Stories tagged: UNESCO

New Fund and Network to Promote Innovation and Entrepreneurship in Africa

A new fund to facilitate the transformation of scientific research into viable commercial products has been established in Africa. The African Science, Technology and Innovation Endowment Fund (ASTIF) was launched at the Second Science with Africa conference in Addis Ababa, Ethiopia, on June 23-25.

The conference also established the first-ever African Technology Development and Transfer Network, which aims “to generate economic and social value from research and development outputs, by facilitating technology adaptation and the commercialization of outputs”.

At the conference, delegates focused on how African countries should prioritise science and innovation as a means for accelerating their development agendas.  The ASTIF fund was one of the major outcomes of the conference.  Acknowledging the lack of adequate financial resources as one of the biggest hindrances to research and development in Africa, participants created the fund, calling on African business communities to get involved. Through supporting individuals as well as research and development centres, the ASTIF fund aims to “bridge the existing gap between researchers and the private sector”, helping bring research outputs to market more efficiently.

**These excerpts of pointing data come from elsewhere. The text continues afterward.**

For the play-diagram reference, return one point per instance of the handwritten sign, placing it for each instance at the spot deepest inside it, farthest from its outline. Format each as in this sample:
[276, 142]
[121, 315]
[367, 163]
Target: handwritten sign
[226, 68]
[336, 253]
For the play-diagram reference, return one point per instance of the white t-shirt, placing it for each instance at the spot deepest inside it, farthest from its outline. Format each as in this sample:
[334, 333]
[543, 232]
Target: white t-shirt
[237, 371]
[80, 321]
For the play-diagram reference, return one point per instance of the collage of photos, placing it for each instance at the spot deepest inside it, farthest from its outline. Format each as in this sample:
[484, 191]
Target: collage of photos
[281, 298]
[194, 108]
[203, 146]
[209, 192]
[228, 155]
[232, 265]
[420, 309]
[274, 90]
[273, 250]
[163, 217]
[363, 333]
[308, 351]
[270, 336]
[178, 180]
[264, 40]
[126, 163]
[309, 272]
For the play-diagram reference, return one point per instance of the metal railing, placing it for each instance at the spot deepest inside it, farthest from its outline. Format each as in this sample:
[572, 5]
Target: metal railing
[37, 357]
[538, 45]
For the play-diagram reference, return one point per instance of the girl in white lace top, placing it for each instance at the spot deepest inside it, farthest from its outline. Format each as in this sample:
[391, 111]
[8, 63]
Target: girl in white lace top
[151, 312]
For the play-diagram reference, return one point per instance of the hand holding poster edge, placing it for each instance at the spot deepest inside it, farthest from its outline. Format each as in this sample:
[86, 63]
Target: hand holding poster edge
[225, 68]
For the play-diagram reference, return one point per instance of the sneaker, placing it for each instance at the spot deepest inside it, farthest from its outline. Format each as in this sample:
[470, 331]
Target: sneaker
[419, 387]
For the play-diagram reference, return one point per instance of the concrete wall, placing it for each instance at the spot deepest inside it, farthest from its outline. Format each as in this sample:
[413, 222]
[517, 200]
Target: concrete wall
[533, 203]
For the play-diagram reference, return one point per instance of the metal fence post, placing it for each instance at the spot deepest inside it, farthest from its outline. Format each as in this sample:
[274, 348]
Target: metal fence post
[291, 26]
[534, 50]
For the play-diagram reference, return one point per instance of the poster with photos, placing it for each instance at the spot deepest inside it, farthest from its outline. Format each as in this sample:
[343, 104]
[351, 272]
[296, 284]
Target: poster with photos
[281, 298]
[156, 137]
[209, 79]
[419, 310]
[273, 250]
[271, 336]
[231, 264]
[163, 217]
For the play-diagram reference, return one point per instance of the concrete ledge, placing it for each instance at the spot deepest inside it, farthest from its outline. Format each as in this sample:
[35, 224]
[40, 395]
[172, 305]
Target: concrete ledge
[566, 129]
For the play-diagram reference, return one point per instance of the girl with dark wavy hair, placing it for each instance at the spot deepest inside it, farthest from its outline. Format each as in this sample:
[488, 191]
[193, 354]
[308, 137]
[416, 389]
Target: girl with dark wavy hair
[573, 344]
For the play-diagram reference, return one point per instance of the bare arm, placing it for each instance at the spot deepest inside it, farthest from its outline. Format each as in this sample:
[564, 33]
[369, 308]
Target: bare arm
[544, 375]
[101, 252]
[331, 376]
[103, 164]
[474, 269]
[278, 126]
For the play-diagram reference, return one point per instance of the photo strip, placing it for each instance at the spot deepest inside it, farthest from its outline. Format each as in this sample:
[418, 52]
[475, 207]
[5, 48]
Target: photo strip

The recommendations also prioritised investing in educating women and young people in science and technology, and highlighted the need for reducing the costs involved in registering and commercializing innovation outputs.

The conference has made a request to the Network of African Science Academies to prepare a report on Science and Climate Change Mitigation and Adaptation in Africa by mid-July 2010.

The conference was organised by the UN Economic Commission for Africa (UNECA) the African Union Commission (AUC), the UN Educational, Scientific and Cultural Organization (UNESCO). Nearly five hundred scientists, engineers, technologists, inventors, entrepreneurs and policy makers attended the conference to help contribute towards the recommendations.

‘Science Gap’ Shrinks Globally, but Least Developed Countries Still Far Behind

Recent data released by the UNESCO Institute of Statistics(UIS) indicates that the global technology gap has been shrinking from 2002 to 2007, but the poorest countries still lag far behind.

According to a recent article on by its director David Dickson, global trends indicate that emerging economies such as China, India, and Brazil are accelerating their domestic research capacities.  China alone has increased the number of its researchers by more than three-fourths and has more than doubled its R&D spending.

These countries’ growth has helped pull the developing world as a whole to growth levels which are three times those of the developed world.  But areas like Sub-Saharan Africa have experienced more moderate growth, with the number of researchers increasing only 18% vis-a-vis total population growth, and Arab states’ R&D contributions are actually falling. The least developed countries, which host 12% of the population, have less than one percent of the world’s researchers.

If these research trends continue, countries such as India and China will become global leaders by the year 2025, at which point they are expected to account for more than one-fifth of total R&D expenditures.

And the technology gaps are still quite profound.  The developed world has only one-fifth of the population, yet accounts for three-quarters of total spending.  While part of this discrepancy might be the result of incomplete or non-existent data reporting on the part of certain developing countries, it also indicates the need for continued efforts to bridge the technology gaps which still exist globally.